= Patrick M. McCarthy (surgeon) =

American cardiac surgeon

Patrick M. McCarthy is a cardiac surgeon, executive director of the Bluhm Cardiovascular Institute and vice president of the Northwestern Medical Group at Northwestern Medicine, the first Heller-Sacks Professor of Surgery at Northwestern University Feinberg School of Medicine and professor of Biomedical Engineering at Northwestern University McCormick School of Engineering.

==Early life and education==
McCarthy was raised in Palos Park, Illinois, as the youngest of eight sons in an Irish Catholic family. McCarthy obtained his medical degree at the Loyola University Stritch School of Medicine in 1980. He completed a residency in general surgery and a fellowship in thoracic and cardiovascular surgery at Mayo Clinic, and a fellowship in cardiovascular transplantation at Stanford University.

== Career ==
McCarthy joined the Mayo Clinic in 1980. After eight years at the Mayo Clinic, McCarthy worked at Stanford University Medical Center for 18 months before joining the Cleveland Clinic where he worked for 14 years.

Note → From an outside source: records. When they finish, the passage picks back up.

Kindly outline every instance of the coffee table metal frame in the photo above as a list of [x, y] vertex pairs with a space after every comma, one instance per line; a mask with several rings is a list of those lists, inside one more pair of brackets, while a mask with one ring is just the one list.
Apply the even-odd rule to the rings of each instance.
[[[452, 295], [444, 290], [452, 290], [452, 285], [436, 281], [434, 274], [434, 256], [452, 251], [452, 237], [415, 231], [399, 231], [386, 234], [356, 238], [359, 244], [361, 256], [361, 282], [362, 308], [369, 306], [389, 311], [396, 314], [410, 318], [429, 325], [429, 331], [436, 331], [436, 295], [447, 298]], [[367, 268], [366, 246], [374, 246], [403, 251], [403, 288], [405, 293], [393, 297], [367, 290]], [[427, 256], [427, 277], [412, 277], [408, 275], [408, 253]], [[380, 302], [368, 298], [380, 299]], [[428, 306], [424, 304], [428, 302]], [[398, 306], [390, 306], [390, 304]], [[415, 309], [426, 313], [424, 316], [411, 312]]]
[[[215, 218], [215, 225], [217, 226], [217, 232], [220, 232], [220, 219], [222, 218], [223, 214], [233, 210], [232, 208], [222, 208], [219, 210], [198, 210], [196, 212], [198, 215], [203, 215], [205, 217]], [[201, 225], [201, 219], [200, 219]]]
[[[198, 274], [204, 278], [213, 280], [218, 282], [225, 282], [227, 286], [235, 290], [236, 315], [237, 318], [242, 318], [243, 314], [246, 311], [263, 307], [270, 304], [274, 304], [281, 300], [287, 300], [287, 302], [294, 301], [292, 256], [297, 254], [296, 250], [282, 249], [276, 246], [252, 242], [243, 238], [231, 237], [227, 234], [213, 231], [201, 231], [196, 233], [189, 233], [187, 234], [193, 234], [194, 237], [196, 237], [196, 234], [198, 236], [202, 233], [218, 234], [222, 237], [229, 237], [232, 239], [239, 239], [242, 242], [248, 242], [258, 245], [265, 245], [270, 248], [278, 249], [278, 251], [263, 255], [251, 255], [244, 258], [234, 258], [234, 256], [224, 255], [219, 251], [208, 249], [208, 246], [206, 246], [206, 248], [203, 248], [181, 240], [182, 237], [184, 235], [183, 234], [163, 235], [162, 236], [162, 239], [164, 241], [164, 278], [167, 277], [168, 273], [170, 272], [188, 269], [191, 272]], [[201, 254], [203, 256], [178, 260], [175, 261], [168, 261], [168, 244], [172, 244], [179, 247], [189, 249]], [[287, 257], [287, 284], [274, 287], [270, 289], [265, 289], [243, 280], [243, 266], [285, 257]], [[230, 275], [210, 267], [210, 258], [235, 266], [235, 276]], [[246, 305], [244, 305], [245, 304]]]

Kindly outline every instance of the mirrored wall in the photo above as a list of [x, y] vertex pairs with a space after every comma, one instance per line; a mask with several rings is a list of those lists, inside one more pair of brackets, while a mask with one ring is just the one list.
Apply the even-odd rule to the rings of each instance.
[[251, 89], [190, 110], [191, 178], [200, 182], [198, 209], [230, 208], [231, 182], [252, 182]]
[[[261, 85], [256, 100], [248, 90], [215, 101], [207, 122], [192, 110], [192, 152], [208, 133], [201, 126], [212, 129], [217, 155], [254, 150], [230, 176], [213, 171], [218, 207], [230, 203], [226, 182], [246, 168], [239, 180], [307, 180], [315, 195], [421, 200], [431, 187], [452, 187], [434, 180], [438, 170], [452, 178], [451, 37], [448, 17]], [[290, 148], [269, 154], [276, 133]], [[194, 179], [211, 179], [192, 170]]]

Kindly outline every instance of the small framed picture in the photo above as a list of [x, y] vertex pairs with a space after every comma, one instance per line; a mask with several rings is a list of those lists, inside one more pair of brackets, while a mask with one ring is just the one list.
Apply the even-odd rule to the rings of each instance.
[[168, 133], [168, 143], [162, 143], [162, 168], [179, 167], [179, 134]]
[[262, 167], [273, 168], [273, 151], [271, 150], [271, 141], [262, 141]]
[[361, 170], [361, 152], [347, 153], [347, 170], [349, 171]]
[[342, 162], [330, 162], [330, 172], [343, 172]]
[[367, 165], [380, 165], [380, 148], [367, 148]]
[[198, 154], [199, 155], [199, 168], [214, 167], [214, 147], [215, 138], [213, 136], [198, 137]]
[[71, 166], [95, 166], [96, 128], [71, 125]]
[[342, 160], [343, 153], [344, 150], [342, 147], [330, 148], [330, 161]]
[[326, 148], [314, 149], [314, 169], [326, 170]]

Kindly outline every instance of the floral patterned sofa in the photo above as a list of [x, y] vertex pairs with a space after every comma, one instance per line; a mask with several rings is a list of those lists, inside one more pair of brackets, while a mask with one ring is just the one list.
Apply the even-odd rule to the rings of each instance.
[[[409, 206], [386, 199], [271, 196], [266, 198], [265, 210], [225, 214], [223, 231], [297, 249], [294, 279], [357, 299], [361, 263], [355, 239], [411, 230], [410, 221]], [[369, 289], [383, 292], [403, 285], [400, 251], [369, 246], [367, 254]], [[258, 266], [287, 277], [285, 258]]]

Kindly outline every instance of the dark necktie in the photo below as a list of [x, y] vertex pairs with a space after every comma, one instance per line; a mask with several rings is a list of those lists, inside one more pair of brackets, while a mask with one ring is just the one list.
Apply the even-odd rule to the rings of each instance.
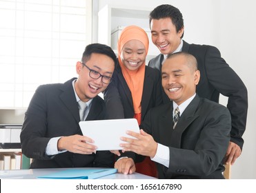
[[173, 129], [175, 129], [176, 125], [177, 125], [177, 123], [179, 121], [179, 107], [177, 107], [175, 112], [174, 112], [174, 116], [173, 116]]
[[86, 119], [85, 115], [87, 108], [86, 103], [82, 101], [78, 101], [78, 108], [79, 110], [80, 121], [84, 121]]

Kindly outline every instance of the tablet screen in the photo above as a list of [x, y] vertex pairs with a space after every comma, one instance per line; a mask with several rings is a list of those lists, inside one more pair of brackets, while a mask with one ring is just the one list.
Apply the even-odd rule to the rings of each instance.
[[83, 134], [95, 141], [97, 150], [121, 150], [119, 144], [125, 142], [120, 137], [132, 138], [126, 134], [127, 130], [139, 132], [135, 119], [85, 121], [80, 121], [79, 125]]

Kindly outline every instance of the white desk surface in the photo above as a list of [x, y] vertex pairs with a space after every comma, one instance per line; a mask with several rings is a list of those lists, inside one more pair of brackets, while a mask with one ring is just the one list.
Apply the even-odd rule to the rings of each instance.
[[[72, 168], [44, 168], [44, 169], [29, 169], [29, 170], [0, 170], [0, 179], [35, 179], [38, 176], [49, 174], [52, 172]], [[83, 168], [84, 169], [84, 168]], [[95, 168], [94, 168], [95, 169]], [[97, 179], [153, 179], [155, 178], [144, 175], [139, 173], [125, 175], [123, 174], [112, 174], [105, 176]]]

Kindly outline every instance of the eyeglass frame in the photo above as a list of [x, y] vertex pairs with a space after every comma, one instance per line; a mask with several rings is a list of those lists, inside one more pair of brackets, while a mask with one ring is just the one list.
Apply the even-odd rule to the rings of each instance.
[[[92, 79], [95, 79], [95, 80], [97, 80], [97, 79], [99, 79], [100, 77], [101, 77], [101, 82], [104, 83], [104, 84], [109, 84], [109, 83], [111, 83], [111, 81], [112, 81], [112, 77], [108, 77], [108, 76], [104, 76], [104, 75], [102, 75], [102, 74], [101, 74], [101, 73], [99, 73], [99, 72], [97, 72], [97, 71], [96, 71], [96, 70], [92, 70], [92, 69], [90, 68], [89, 68], [88, 66], [87, 66], [87, 65], [86, 65], [83, 62], [81, 61], [81, 63], [83, 64], [83, 66], [86, 67], [87, 69], [89, 70], [89, 76], [90, 76], [90, 77], [91, 77]], [[94, 77], [92, 77], [92, 76], [91, 76], [91, 74], [90, 74], [92, 72], [92, 73], [95, 73], [95, 74], [99, 74], [99, 77], [97, 78], [97, 79], [95, 79], [95, 78], [94, 78]], [[110, 79], [110, 81], [109, 81], [109, 83], [105, 83], [105, 82], [103, 81], [103, 78], [104, 78], [104, 77], [106, 77], [106, 78]]]

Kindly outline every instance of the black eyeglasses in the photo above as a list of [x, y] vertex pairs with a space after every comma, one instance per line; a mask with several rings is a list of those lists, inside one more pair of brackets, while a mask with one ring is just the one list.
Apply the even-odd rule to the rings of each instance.
[[97, 71], [95, 71], [95, 70], [94, 70], [92, 69], [90, 69], [83, 62], [81, 62], [81, 63], [83, 64], [83, 65], [84, 65], [85, 67], [86, 67], [88, 68], [88, 70], [89, 70], [89, 71], [90, 71], [89, 76], [92, 79], [98, 79], [99, 77], [101, 77], [101, 81], [104, 83], [109, 84], [111, 82], [111, 81], [112, 81], [112, 78], [111, 77], [108, 77], [108, 76], [104, 76], [104, 75], [101, 74], [99, 72], [97, 72]]

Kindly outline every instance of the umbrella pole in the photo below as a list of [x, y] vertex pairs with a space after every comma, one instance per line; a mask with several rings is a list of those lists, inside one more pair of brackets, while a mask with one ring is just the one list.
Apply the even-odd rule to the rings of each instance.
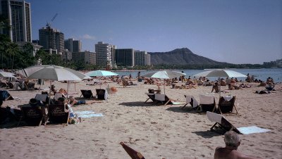
[[50, 80], [50, 89], [49, 89], [49, 105], [50, 105], [50, 102], [51, 102], [51, 89], [52, 87], [52, 82]]
[[164, 84], [164, 94], [166, 94], [166, 85]]
[[219, 77], [219, 98], [220, 98], [220, 97], [221, 96], [221, 77]]
[[67, 93], [66, 93], [66, 98], [68, 98], [68, 84], [69, 84], [68, 82], [69, 82], [69, 81], [67, 81], [67, 84], [68, 84], [68, 87], [67, 87], [67, 91], [66, 91], [66, 92], [67, 92]]

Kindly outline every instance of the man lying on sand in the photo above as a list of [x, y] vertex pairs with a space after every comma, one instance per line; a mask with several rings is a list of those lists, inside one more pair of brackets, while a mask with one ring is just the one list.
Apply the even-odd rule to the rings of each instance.
[[228, 158], [228, 159], [253, 159], [260, 158], [255, 158], [243, 154], [237, 151], [238, 147], [240, 144], [239, 135], [233, 132], [227, 132], [224, 134], [225, 148], [217, 147], [214, 153], [214, 159]]

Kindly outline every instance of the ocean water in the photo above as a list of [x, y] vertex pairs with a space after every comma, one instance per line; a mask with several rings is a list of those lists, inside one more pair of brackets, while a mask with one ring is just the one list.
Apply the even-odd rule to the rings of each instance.
[[[247, 75], [247, 73], [251, 75], [254, 75], [255, 79], [261, 80], [262, 81], [266, 81], [269, 77], [271, 77], [274, 80], [274, 82], [282, 82], [282, 68], [262, 68], [262, 69], [230, 69], [234, 71], [237, 71], [242, 74]], [[133, 77], [137, 77], [137, 72], [140, 72], [141, 76], [153, 71], [147, 70], [137, 70], [137, 71], [115, 71], [120, 76], [127, 75], [129, 76], [130, 74]], [[193, 78], [193, 75], [204, 71], [205, 70], [176, 70], [176, 71], [181, 72], [183, 71], [186, 73], [185, 77], [191, 76]], [[217, 77], [208, 77], [209, 80], [214, 81], [217, 80]], [[245, 77], [238, 77], [238, 80], [245, 81]]]

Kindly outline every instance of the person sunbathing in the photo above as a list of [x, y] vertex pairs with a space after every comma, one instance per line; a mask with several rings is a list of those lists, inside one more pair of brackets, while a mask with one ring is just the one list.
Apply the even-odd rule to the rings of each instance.
[[217, 147], [214, 153], [214, 159], [228, 158], [228, 159], [253, 159], [260, 158], [255, 158], [250, 155], [246, 155], [237, 149], [240, 144], [241, 140], [240, 139], [239, 135], [233, 132], [227, 132], [224, 134], [224, 142], [226, 146]]

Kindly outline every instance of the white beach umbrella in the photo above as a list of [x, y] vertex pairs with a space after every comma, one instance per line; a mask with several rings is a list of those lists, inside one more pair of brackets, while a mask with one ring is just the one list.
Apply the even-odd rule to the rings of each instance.
[[[171, 71], [171, 70], [161, 70], [157, 72], [153, 72], [150, 73], [145, 74], [142, 75], [143, 77], [152, 77], [152, 78], [159, 78], [159, 79], [173, 79], [176, 77], [179, 77], [183, 75], [186, 75], [185, 73], [177, 72], [177, 71]], [[166, 94], [166, 85], [164, 84], [164, 91]]]
[[[82, 80], [86, 75], [70, 68], [54, 65], [34, 65], [23, 69], [21, 72], [28, 79], [42, 79], [54, 81]], [[50, 88], [51, 82], [50, 81]], [[51, 89], [50, 89], [51, 91]], [[68, 95], [67, 95], [68, 96]]]
[[221, 77], [247, 77], [246, 75], [238, 72], [234, 70], [213, 70], [204, 71], [196, 75], [193, 75], [194, 77], [219, 77], [219, 97], [221, 96]]

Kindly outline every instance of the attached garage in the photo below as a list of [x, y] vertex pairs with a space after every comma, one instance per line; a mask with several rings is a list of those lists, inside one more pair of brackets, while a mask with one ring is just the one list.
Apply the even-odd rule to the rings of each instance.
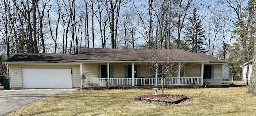
[[5, 61], [9, 87], [75, 88], [81, 87], [80, 63], [77, 55], [18, 53]]
[[24, 88], [71, 88], [72, 79], [70, 69], [24, 68]]

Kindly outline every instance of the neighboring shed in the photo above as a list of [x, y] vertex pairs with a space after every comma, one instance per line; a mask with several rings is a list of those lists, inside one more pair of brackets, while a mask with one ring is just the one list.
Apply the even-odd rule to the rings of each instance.
[[230, 66], [227, 64], [222, 65], [222, 80], [229, 79], [229, 69]]
[[[242, 68], [242, 77], [243, 77], [243, 80], [246, 80], [246, 71], [247, 71], [247, 63], [245, 63], [243, 64], [242, 66], [240, 67]], [[250, 61], [250, 65], [249, 65], [249, 74], [248, 75], [248, 80], [251, 79], [251, 74], [252, 74], [252, 60]]]

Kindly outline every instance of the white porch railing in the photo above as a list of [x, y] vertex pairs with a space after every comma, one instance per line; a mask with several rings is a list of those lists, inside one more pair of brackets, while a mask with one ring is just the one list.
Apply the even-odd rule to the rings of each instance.
[[[162, 78], [157, 78], [156, 82], [155, 78], [134, 78], [134, 86], [143, 85], [161, 85]], [[178, 83], [178, 77], [166, 77], [164, 78], [165, 85], [201, 85], [201, 77], [180, 77], [180, 83]], [[105, 86], [107, 78], [86, 79], [84, 81], [85, 86], [99, 85]], [[113, 78], [109, 79], [109, 83], [113, 86], [132, 86], [132, 78]]]

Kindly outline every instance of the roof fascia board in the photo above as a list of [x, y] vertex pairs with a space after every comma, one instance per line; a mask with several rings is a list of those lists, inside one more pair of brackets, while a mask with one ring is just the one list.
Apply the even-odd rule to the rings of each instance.
[[[81, 63], [146, 63], [152, 62], [153, 61], [114, 61], [114, 60], [77, 60], [77, 61], [79, 61]], [[165, 61], [158, 61], [157, 62], [158, 63], [165, 63]], [[177, 63], [209, 63], [209, 62], [208, 61], [170, 61], [170, 62]]]
[[27, 63], [27, 62], [2, 62], [8, 65], [80, 65], [80, 63]]
[[228, 63], [208, 63], [204, 64], [227, 64]]

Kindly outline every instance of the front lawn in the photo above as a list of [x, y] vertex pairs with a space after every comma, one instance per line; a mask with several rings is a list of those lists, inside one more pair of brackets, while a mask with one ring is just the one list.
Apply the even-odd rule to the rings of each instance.
[[39, 100], [9, 116], [254, 116], [256, 97], [246, 93], [248, 87], [165, 90], [189, 98], [171, 105], [134, 100], [154, 94], [153, 90], [77, 90]]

In 2004, McCarthy moved back to Chicago and joined the Northwestern University Feinberg School of Medicine as the first Heller-Sacks Professor of Cardiothoracic Surgery and executive director of the new Bluhm Cardiovascular Institute, which had been created with a $10 million donation from billionaire philanthropist Neil Bluhm. Through his work with the School of Engineering, McCarthy serves as a Farley Fellow.

== Inventions ==
McCarthy co-founded a company called Cardiac Valve Innovations in 2015, directed to improving heart valve repair rings.

===D-EtLogix Ring===
McCarthy is the inventor of the Edward's D-EtLogix Ring, formally known as the Myxo ETlogix ring. The D-EtLogix Ring is a modification of an earlier device, the Geoform ring, approved by the Food and Drug Administration (FDA). FDA policy permits minor modifications without regulatory approval.

Two patients brought a lawsuit against McCarthy, accusing him of experimenting with the ring on them without their knowledge and concealing evidence of complications. One patient dropped their suit and the other patient brought their suit to trial. McCarthy was found not guilty after the jury decided that the charges brought by the patient had no merit.